Based on a survey of C-suite executives done in connection with Cybersecurity at MIT Sloan or CAMS, the report found that 77% of board members agree that cybersecurity is a top priority for their board. More than three-quarters of respondents said that their board discusses the topic of cybersecurity at least monthly and consequently, that proportion believes their boards clearly understand the systemic risks their organization face. Likewise, more than three-quarters said they believe their company has made adequate investments in cybersecurity.
The headline figures sound positive, but the report notes that the optimism may be misplaced. Nearly two-thirds of board members surveyed believe their organization is at risk of a material cyberattack in the next 12 months and almost half feel their organization is unprepared to cope with a targeted attack.
Perhaps indicating growing awareness of the issue, two-thirds of respondents identified human error as their most significant cybersecurity vulnerability. However, the report argues that the figure should be much high, since statistics suggest that human error leads to 95% of all cybersecurity incidents.
“It is encouraging to see that cybersecurity is finally a focus of conversations across boardrooms,” Lucia Milică, vice president and global resident CISO at Proofpoint, said in a statement. “However, our report shows that boards still have a long way to go in understanding the threat landscape and preparing their organizations for material cyberattacks.”
Other findings include board members ranking email fraud and business email compromise as their top concern at 41%, followed by cloud account compromise at 37% and ransomware at 32%. The numbers contrast somewhat to chief information security officers who, while also identifying email fraud/BEC and cloud account compromise as a top concern, instead identified insiders as their top threat, whereas board members rate insiders as a lower concern.

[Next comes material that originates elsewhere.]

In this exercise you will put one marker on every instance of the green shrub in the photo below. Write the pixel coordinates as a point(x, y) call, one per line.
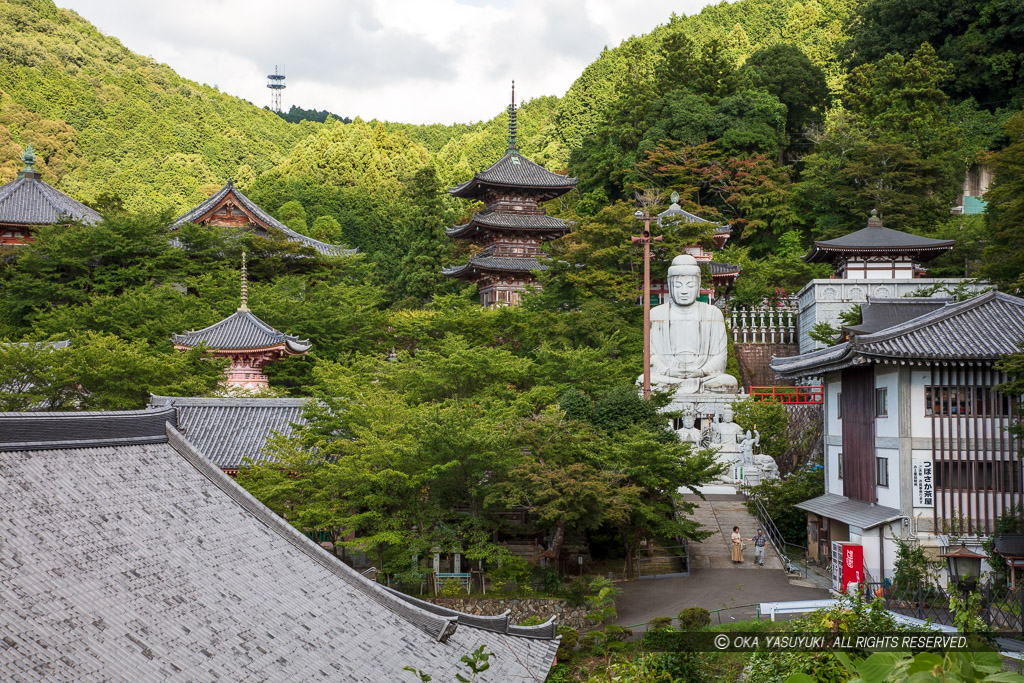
point(566, 647)
point(659, 623)
point(576, 591)
point(694, 617)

Board members were also found to disagree with chief information security officers about the most critical consequences of a cybersecurity incident. Internal data becoming public is at the top of the list of concerns for boards at 37%, followed closely by reputational damage at 34% and revenue loss at 33%. CISOs, on the other hand, were found to be more worried about significant downtime, disruption of operations and impact on business valuations.

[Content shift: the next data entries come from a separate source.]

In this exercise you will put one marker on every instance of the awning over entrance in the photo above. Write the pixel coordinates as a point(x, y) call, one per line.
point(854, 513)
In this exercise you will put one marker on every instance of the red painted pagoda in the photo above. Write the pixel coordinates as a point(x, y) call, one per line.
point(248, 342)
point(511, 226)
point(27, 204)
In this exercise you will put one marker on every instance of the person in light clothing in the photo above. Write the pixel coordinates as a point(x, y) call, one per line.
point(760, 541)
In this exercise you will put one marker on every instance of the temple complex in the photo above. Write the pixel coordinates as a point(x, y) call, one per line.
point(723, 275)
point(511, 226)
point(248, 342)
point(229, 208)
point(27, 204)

The report also found that the relationship between boards and CISOs has room for improvement. Some 69% of board members report seeing eye-to-eye with their CISO, while only 51% of CISOs feel the same.
“Board members need to look for ways to make CISOs their strategic partners,” noted Dr. Keri Pearlson, executive director at Cybersecurity at MIT Sloan. “With cybersecurity risk front and center on boardroom agendas, a better alignment of CISOs’ and boards’ cybersecurity priorities will only serve to improve their organizations’ protection and resilience.”